That's one way to look at it, as just the next iteration of subredditsimulator.

The qualitatively new step leading to emergent behavior will be when the agents start being able to interact with the real world through some interface and update their behavior based on real world feedback.

Think of an autonomous, distributed worm that updates its knowledge base of exploit techniques based on trial and error and based on information it discovers as it propagates.

It might start doing things that no human security researcher had foreseen, and that doesn't require great leaps of the imagination based on today's tech.

That's when you close the evolutionary loop.

I think this isn't quite that yet, but it points in that direction.

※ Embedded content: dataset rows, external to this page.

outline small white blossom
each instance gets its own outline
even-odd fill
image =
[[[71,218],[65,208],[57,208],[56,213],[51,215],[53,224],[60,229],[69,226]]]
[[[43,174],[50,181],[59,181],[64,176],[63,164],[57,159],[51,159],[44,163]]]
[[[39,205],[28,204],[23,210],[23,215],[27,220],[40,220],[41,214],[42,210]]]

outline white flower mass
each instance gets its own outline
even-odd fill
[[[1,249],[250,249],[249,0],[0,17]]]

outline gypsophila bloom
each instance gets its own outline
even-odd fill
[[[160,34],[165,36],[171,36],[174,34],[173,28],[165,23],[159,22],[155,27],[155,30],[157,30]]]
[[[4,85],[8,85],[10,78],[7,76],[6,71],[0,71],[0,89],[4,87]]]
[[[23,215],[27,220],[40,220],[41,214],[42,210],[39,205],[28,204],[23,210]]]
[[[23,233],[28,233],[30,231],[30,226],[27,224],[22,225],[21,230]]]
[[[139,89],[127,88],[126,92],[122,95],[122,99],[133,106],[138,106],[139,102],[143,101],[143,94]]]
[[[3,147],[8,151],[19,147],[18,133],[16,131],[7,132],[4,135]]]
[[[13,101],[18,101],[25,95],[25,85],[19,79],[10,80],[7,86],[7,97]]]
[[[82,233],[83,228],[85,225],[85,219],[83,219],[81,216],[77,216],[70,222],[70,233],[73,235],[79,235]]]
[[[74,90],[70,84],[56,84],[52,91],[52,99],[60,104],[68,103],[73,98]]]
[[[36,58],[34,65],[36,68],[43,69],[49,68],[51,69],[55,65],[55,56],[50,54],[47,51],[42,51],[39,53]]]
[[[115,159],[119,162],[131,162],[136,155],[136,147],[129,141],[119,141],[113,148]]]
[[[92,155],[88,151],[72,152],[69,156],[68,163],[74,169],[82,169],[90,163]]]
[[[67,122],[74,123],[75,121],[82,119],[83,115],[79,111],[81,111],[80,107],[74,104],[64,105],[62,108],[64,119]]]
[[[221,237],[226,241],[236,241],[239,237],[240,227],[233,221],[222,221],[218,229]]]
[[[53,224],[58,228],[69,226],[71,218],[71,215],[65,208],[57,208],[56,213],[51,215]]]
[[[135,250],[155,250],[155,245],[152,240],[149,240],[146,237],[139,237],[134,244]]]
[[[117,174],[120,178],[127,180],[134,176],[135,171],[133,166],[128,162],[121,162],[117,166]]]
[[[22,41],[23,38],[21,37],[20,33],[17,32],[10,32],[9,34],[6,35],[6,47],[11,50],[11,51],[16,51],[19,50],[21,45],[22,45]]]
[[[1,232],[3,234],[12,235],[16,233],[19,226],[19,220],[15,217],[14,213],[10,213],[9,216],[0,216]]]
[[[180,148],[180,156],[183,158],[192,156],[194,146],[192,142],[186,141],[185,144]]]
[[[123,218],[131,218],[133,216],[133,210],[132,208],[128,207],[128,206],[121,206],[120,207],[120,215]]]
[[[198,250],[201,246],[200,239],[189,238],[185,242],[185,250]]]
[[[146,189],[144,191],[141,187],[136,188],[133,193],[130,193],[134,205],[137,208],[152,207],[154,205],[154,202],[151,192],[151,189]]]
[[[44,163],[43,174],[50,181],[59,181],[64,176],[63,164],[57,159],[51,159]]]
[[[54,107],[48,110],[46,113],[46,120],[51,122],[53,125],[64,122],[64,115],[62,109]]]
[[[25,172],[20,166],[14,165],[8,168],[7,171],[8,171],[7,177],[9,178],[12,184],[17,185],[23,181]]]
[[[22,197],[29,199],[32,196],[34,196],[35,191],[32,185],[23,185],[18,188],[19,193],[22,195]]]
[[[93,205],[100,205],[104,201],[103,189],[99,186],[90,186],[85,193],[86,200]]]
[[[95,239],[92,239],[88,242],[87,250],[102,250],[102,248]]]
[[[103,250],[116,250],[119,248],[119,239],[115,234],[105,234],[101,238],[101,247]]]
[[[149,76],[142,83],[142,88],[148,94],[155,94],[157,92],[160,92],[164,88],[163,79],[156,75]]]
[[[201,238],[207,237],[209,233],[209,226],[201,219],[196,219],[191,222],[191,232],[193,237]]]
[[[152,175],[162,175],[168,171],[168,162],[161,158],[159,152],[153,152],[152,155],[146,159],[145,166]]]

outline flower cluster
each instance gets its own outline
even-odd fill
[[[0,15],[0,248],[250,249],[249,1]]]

The objective is given via the initial prompt, as they loop onto each other and amplify their memories the objective dynamically grows and emerges into something else.

We are an organism born out of a molecule with an objective to self replicate with random mutation


I have yet to see any evidence of this. If anyone is willing to provide some good research on it. last I heard using AI to train AI causes problems


Branching conversations are great for a whole bunch of reasons. I posted a demo of a prototype: https://x.com/ajdegol/status/1788689011302682657

And Jake Collins just announced he’s open sourcing an obsidian plugin which has a ton of features: https://x.com/JacobColling/status/1795462258258002255


I think this might be on the right track. Imagine using this to build programs as well, drag around generated functions and connect things visually. Each function can be its own node, and you can adjust the inputs and outputs by drag-dropping stuff and have the AI magically figure out the requirements.


I am working on an app [1] that does very similar as far as the branching goes (minus the right hand side visual which I have plans to support something very similar but along with a git like graph).